If other events hadn’t occupied too much of my time and attention this season, I would have written all those recaps. I thought about them plenty and took the time to “I Will” them on the 800 Games Project page, so I should have really committed to writing them. In retrospect, nothing earth shattering happened in my life to prevent me from writing so I probably could have. I might have helped the goal of 800 recapped games be achieved a couple weeks earlier, but ultimately I fell short and didn’t. I am overjoyed the 800 games project succeeded despite my shortcoming.

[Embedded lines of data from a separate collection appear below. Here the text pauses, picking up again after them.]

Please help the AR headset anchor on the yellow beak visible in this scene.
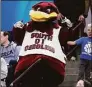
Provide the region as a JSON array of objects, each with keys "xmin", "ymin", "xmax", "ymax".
[{"xmin": 29, "ymin": 10, "xmax": 57, "ymax": 22}]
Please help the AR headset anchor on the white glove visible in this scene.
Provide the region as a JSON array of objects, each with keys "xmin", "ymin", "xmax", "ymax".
[
  {"xmin": 61, "ymin": 17, "xmax": 73, "ymax": 28},
  {"xmin": 76, "ymin": 80, "xmax": 84, "ymax": 87},
  {"xmin": 71, "ymin": 56, "xmax": 76, "ymax": 61},
  {"xmin": 14, "ymin": 21, "xmax": 24, "ymax": 29}
]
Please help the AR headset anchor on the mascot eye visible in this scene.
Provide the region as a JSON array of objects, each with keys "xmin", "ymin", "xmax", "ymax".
[
  {"xmin": 46, "ymin": 9, "xmax": 51, "ymax": 13},
  {"xmin": 37, "ymin": 7, "xmax": 41, "ymax": 11}
]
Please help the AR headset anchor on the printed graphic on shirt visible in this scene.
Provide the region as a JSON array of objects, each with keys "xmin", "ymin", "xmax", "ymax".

You may be wondering why a season summation recap wasn’t written about while featuring the final game as may be customary. Just like I fell short all season in, the Aggies didn’t quite finish the season with the expectations they hoped to fulfill. They lost in the CIT final to a balanced Mercer team that had a mettle unlike any other team I’ve seen play the Aggies in the Spectrum. In short for the Aggies it was also a season of “Woulda coulda shoulda, but didn’t quite.”
The Aggies, while short-handed and under experienced, performed in a way this season that no fan could have predicted, yet no one will forget.
The highs, lows and storylines are what makes midmajor college hoops real, unfettered by the theatrics and bloated obeisance that goes on above the red-line. It’s a real fans’ sport, and one that will always make me excited for next season.